Am w15 and he is 18 we get along very well, we're almost zsm, so to speak (still in the getting to know phase) and he is just completely different from me so how should I put it e.g. He is filled with friends every evening and always has to do something and then I'm more the person who can only sit at home. Netflix chill sth. He also likes to be around people and I rather not soo so I also have friends but yes I hope you know what I mean. Or he is more spoiled he gets a lot from his parents and my family is a bit different there 😬 So I hope you know what I mean that he is already different than me but we get along very well and are there hold a lot of feelings in the game but I'm just afraid that there will be a lot of arguments in the or maybe because we're so different 🙆🏼♀️ My friend also thinks that she thinks that we won't be zsm for so long but I would like to have a long bz maybe my only one. What do you think about it? Do you think it's bad that we're so different or that it might fit well? They always say opposites attract.

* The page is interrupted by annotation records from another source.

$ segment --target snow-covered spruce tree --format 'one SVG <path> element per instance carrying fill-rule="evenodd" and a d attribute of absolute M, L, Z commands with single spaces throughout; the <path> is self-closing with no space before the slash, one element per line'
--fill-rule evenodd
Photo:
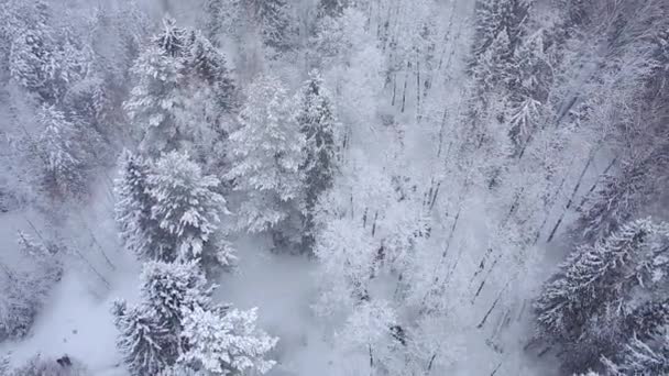
<path fill-rule="evenodd" d="M 171 333 L 158 321 L 149 306 L 128 308 L 124 301 L 114 301 L 114 325 L 119 330 L 117 347 L 133 376 L 156 375 L 171 365 L 174 354 L 161 344 L 169 343 Z"/>
<path fill-rule="evenodd" d="M 243 375 L 267 373 L 275 364 L 266 360 L 278 339 L 255 328 L 256 309 L 240 311 L 185 309 L 182 336 L 188 350 L 180 363 L 202 369 L 207 375 Z"/>
<path fill-rule="evenodd" d="M 519 42 L 530 1 L 479 0 L 476 1 L 474 53 L 486 51 L 500 33 L 508 33 L 509 43 Z"/>
<path fill-rule="evenodd" d="M 301 212 L 299 166 L 305 140 L 290 98 L 277 77 L 256 78 L 248 98 L 239 115 L 241 128 L 230 135 L 234 165 L 227 178 L 246 193 L 235 211 L 238 226 L 277 233 L 276 229 Z M 285 236 L 295 229 L 283 230 L 279 235 Z"/>
<path fill-rule="evenodd" d="M 252 22 L 259 27 L 263 44 L 276 52 L 284 52 L 293 46 L 290 27 L 294 23 L 290 20 L 289 1 L 241 0 L 239 3 L 245 8 Z"/>
<path fill-rule="evenodd" d="M 317 70 L 309 73 L 301 88 L 297 122 L 305 135 L 305 159 L 299 166 L 305 179 L 305 228 L 303 247 L 311 252 L 314 246 L 314 211 L 320 196 L 332 187 L 336 166 L 336 131 L 338 123 L 332 100 L 323 87 Z"/>
<path fill-rule="evenodd" d="M 380 300 L 364 301 L 355 307 L 338 333 L 337 344 L 344 354 L 366 353 L 372 375 L 401 375 L 405 368 L 397 355 L 404 341 L 397 313 L 388 302 Z"/>
<path fill-rule="evenodd" d="M 154 199 L 149 195 L 151 163 L 128 150 L 119 158 L 114 181 L 116 221 L 125 248 L 142 259 L 173 259 L 166 231 L 151 218 Z"/>
<path fill-rule="evenodd" d="M 235 106 L 234 86 L 224 56 L 202 33 L 166 18 L 132 73 L 138 84 L 124 107 L 142 151 L 190 148 L 205 158 L 224 139 L 222 115 Z"/>
<path fill-rule="evenodd" d="M 172 350 L 178 349 L 184 308 L 211 309 L 212 288 L 195 262 L 146 262 L 141 276 L 141 299 L 151 307 L 156 319 L 167 330 Z M 167 349 L 164 351 L 167 352 Z"/>
<path fill-rule="evenodd" d="M 216 177 L 205 176 L 188 154 L 171 152 L 155 162 L 146 183 L 145 192 L 153 201 L 151 220 L 172 246 L 163 259 L 196 259 L 205 267 L 232 263 L 230 244 L 216 233 L 219 215 L 228 213 Z"/>
<path fill-rule="evenodd" d="M 11 41 L 9 69 L 12 80 L 41 101 L 54 103 L 56 76 L 51 10 L 44 1 L 8 1 L 3 36 Z"/>
<path fill-rule="evenodd" d="M 78 155 L 80 134 L 75 124 L 54 106 L 43 107 L 37 120 L 43 126 L 37 139 L 39 157 L 44 163 L 43 189 L 53 198 L 83 193 L 84 163 Z"/>
<path fill-rule="evenodd" d="M 537 335 L 561 350 L 567 369 L 600 367 L 600 357 L 621 351 L 637 296 L 661 289 L 666 236 L 663 225 L 630 222 L 577 250 L 546 285 L 535 302 Z"/>
<path fill-rule="evenodd" d="M 33 324 L 40 306 L 33 299 L 34 291 L 24 290 L 23 279 L 28 277 L 15 273 L 0 276 L 0 342 L 23 338 Z"/>
<path fill-rule="evenodd" d="M 0 373 L 2 375 L 9 374 L 9 354 L 0 356 Z"/>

Chilling at home but I think you know what your girlfriend means so don't want to go into it big now but think the way you described it won't last long
Okey😬 the thing is we have been writing eig kt for a long time now, feeling every day all the time for half a year and everything is just right 🙆🏼♀️ Well, look and yeah, just being at home is just chilling haha
Yes, I understand what you mean, but if I had a girlfriend who is just the opposite then you somehow don't have so much in common, so and write and that's not everything, everything really has to fit so that it lasts for a long time, but no one wants to Make an eye but would think again very carefully because if it weren't so bad you would hardly post it on good question haha yes no matter yes home best haha
Oke yes, well, we understand each other really well, but if we really come zsm I'll just force him to watch Netflix with me 😂 but yeah
Yes or so, nh😂😀
Opposites can attract and be enriching. If e.g. If one part is a bit more introverted / shy and the other part is more extroverted / dominant, then both can learn a slice from the other. The introvert learns how to get out of himself, the extrovert, on the other hand, also learns to take off the accelerator from time to time. So it can complement each other positively. The same now applies to the things you describe. It doesn't matter that your families are different. It's not something that touches the core of your partnership. What could change anything about your feelings towards each other. He goes out often, you don't. Through him you will go out more often and he might learn from you that he stays at home sometimes.

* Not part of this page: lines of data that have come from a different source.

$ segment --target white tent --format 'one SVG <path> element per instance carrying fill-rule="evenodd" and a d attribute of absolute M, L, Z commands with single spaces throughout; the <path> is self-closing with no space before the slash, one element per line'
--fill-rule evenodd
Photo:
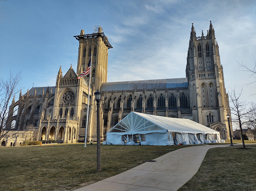
<path fill-rule="evenodd" d="M 222 141 L 219 132 L 190 120 L 134 112 L 106 133 L 108 145 L 190 145 Z"/>

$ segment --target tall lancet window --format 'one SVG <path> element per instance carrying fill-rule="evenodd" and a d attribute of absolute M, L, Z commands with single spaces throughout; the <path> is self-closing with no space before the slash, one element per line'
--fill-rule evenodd
<path fill-rule="evenodd" d="M 88 51 L 88 56 L 90 56 L 91 53 L 92 53 L 92 47 L 90 47 L 89 50 Z"/>
<path fill-rule="evenodd" d="M 84 116 L 82 118 L 82 127 L 86 127 L 86 116 Z"/>
<path fill-rule="evenodd" d="M 73 108 L 71 108 L 71 110 L 70 110 L 70 116 L 73 116 L 74 115 L 74 109 Z"/>
<path fill-rule="evenodd" d="M 166 101 L 162 94 L 158 98 L 158 107 L 166 107 Z"/>
<path fill-rule="evenodd" d="M 92 68 L 92 77 L 94 77 L 95 76 L 95 68 Z"/>
<path fill-rule="evenodd" d="M 66 108 L 66 109 L 65 110 L 65 116 L 66 116 L 68 115 L 68 108 Z"/>
<path fill-rule="evenodd" d="M 182 92 L 180 96 L 180 107 L 188 107 L 188 97 L 186 95 L 184 92 Z"/>
<path fill-rule="evenodd" d="M 109 108 L 110 107 L 110 101 L 111 101 L 111 96 L 110 96 L 110 98 L 108 98 L 108 108 Z"/>
<path fill-rule="evenodd" d="M 148 107 L 153 107 L 153 97 L 150 94 L 148 98 Z"/>
<path fill-rule="evenodd" d="M 176 97 L 174 95 L 173 93 L 170 94 L 170 96 L 169 97 L 169 107 L 176 107 Z"/>
<path fill-rule="evenodd" d="M 127 99 L 127 107 L 131 107 L 132 100 L 132 95 L 130 95 L 130 96 L 128 98 L 128 99 Z"/>
<path fill-rule="evenodd" d="M 208 44 L 206 44 L 206 56 L 210 56 L 210 49 Z"/>
<path fill-rule="evenodd" d="M 86 48 L 84 48 L 84 52 L 82 53 L 82 57 L 86 57 Z"/>
<path fill-rule="evenodd" d="M 121 96 L 120 96 L 118 99 L 118 108 L 120 108 L 120 103 L 121 102 Z"/>
<path fill-rule="evenodd" d="M 198 45 L 198 57 L 202 57 L 202 52 L 200 45 Z"/>
<path fill-rule="evenodd" d="M 140 95 L 138 98 L 137 102 L 137 107 L 140 108 L 142 107 L 142 96 Z"/>
<path fill-rule="evenodd" d="M 96 56 L 97 55 L 97 48 L 94 47 L 94 56 Z"/>
<path fill-rule="evenodd" d="M 62 117 L 62 114 L 63 113 L 63 111 L 62 110 L 62 108 L 60 108 L 60 117 Z"/>

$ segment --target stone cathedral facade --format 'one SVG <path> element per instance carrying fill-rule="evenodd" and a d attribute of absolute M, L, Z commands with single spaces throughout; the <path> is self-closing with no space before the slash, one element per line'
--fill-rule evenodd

It actually depends on which areas these opposites affect. When it comes to visions of the future, for example, it would definitely be easier to follow the motto "like to join in the same". Both should already be looking in the same direction, e.g. Family? Children? Job? How should all of this later be roughly designed for the other? You instinctively look for similarities in the other because you feel better understood and identified.
The same applies to attachment behavior. If one of them clings and wants a lot of closeness, but the other rather wants to have more peace and quiet, then this closeness-distance behavior, which is different in both, can lead to discrepancies. I don't mean to say that opposites are bad. Rather, I want to point out that the more opposites there are, the greater the potential for controversy and from then on the question arises whether you want that at all. A relationship shouldn't be "exhausting" in itself. It should be beneficial for both. So that the foundation is based on "like and like to join", but the more "minor" things definitely have room for improvement, i.e. The opposites are also present.
I feel haha, just dangle at home, play Netflix and chill out. Simply perfect 😅
I think if you get along well, why are you afraid? The most important thing is that you understand each other. And arguments are normal in the relationship. No relationship is 100% perfect! Of course you can have an argument because you are so different, but if the love is stronger, you will definitely manage it or not?